UN says massacre was genocide
2004-04-19 11:24
The Hague - The Appeals Chamber of the United Nations war crimes tribunal on Monday confirmed that the 1995 massacre of more than 7 000 Bosnian Muslims in Srebrenica was genocide.
"The trial chamber finds that genocide occurred in Srebrenica... against the Muslim population," presiding judge Theodor Meron said.
The ruling was made in the case of Bosnian Serb general Radislav Krstic, who led the troops that captured Srebrenica and is seeking to overturn his 2001 genocide conviction by arguing that the number of victims was "too insignificant" to be considered genocide.
The decision will have implications for some others on trial in The Hague for war crimes in the former Yugoslavia, including former Serbian leader Slobodan Milosevic.
The ruling will also have an impact on international justice because it will create important jurisprudence about the definition of genocide.
The 1948 Geneva Convention defines genocide as "acts committed with the intent to destroy, in whole or in part, a national, ethnic, racial or religious group".

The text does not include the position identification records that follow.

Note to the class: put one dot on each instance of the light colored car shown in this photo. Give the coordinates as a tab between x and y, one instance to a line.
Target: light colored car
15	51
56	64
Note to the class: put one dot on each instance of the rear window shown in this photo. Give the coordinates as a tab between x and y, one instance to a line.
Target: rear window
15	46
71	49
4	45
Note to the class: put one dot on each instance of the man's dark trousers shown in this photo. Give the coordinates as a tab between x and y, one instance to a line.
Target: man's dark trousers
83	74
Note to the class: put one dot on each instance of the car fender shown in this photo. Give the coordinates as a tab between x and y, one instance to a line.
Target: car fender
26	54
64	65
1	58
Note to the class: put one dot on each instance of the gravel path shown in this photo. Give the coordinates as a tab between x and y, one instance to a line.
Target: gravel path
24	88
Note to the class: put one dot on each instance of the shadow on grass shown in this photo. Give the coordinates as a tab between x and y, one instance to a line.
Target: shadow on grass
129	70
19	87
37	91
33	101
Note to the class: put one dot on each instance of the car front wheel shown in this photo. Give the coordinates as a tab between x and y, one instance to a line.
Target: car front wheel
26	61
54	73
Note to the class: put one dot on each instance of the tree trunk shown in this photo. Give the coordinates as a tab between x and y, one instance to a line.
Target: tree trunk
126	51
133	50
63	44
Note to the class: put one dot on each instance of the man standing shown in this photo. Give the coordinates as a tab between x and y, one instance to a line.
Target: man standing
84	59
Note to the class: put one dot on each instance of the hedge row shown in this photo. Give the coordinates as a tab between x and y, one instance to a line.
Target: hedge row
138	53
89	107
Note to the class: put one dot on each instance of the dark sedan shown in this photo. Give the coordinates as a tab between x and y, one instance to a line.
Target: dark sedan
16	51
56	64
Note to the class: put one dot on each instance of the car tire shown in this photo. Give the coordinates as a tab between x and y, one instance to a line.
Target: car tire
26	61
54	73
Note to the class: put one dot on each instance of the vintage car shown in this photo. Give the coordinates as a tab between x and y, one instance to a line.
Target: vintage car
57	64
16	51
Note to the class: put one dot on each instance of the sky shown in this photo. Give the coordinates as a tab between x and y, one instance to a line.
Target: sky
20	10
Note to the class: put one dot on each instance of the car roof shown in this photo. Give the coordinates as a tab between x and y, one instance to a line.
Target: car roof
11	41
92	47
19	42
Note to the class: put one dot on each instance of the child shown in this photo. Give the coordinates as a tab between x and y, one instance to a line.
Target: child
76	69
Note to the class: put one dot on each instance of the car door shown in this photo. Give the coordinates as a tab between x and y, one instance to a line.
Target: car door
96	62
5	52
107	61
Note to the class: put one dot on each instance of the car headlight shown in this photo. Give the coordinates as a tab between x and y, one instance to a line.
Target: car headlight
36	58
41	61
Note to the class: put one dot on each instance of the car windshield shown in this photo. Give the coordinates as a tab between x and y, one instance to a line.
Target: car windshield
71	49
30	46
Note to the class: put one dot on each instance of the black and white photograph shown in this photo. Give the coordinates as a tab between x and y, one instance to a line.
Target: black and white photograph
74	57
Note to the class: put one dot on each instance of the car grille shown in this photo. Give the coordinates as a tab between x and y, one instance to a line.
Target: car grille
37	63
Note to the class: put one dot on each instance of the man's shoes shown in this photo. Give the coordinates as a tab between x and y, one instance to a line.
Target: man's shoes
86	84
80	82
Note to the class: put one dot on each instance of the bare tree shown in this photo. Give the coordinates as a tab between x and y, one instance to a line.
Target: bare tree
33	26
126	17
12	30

The Appeals Chamber's ruling confirms a wider legal definition of the crime.
"It would be an expansion because it would make the killing of only men, and the deportation of women and children, a genocide and that has not been done before," said Heikelina Verrijn Stuart, an international law expert who follows the UN court closely.
The idea that an ethnic group can be destroyed in part, by committing genocide acts against a local community of members of the group, has up to now always meant crimes against an entire community of men, women and children.
"It would also mean that in local war in a small community, genocide can take place. That creates a situation were in many wars of secession and civil wars local atrocities can be labelled genocide," she added.